Rocket Internet-backed online payment technology provider Paymill has been bought by Klik & Pay for an undisclosed amount, three months after it filed for insolvency.
Online payment services provider Klik & Pay has acquired Germany-based payment technology producer Paymill for an undisclosed sum, giving an exit to e-commerce holding company Rocket Internet, TechCrunch reported yesterday.
Paymill, which was incubated, seeded and launched by Rocket Internet in 2012, has built an online gateway that can be used by online merchants to manage credit card payments securely.
The technology can be integrated into a user’s website or mobile app, and is available in 34 European countries.
The company had raised $18m in funding, securing $13m in January 2013 from Holtzbrinck Ventures, the venture capital firm spun out from publishing company Georg von Holtzbrinck Publishing Group, and Sunstone Capital, before adding $5m from Blumberg Capital the following month.
However, Paymill filed for insolvency in April this year after finding it difficult to compete with more heavily funded competitors like Stripe. The acquisition comes as Rocket Internet is looking to consolidate its businesses.
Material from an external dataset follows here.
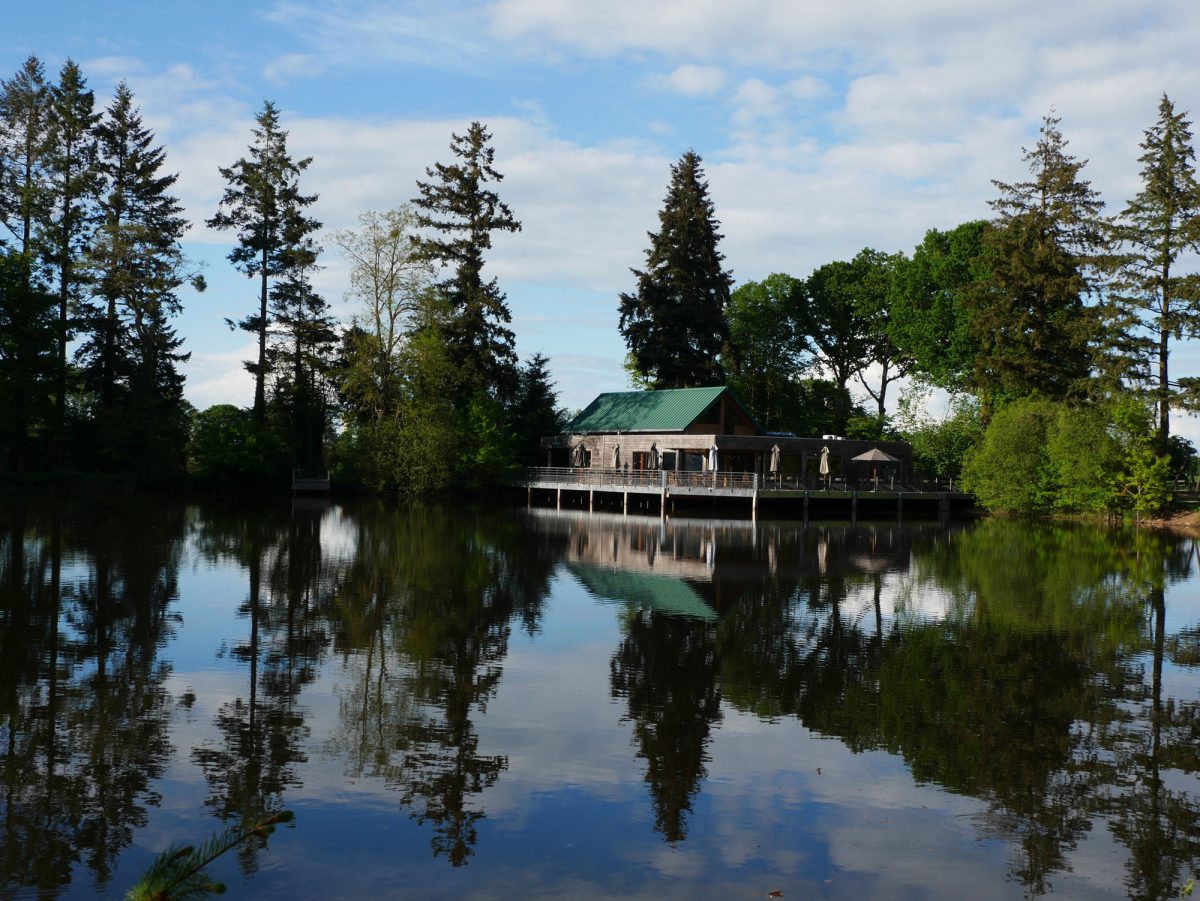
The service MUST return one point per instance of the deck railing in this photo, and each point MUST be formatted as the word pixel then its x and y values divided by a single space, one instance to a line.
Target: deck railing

Mark Henkel, who will remain CEO of Paymill once the deal is closed, said in a statement: “We had some interested parties and offers following the announcement of the petition for insolvency.
“We therefore spoke to several possible cooperation partners, as we felt it was important that the deal would not only be the right one on paper, but also offer the best possible future for Paymill. We have a brilliant strategic fit with Klik & Pay and our vision and objectives are perfectly aligned, so we are very much looking forward to working together in the future.”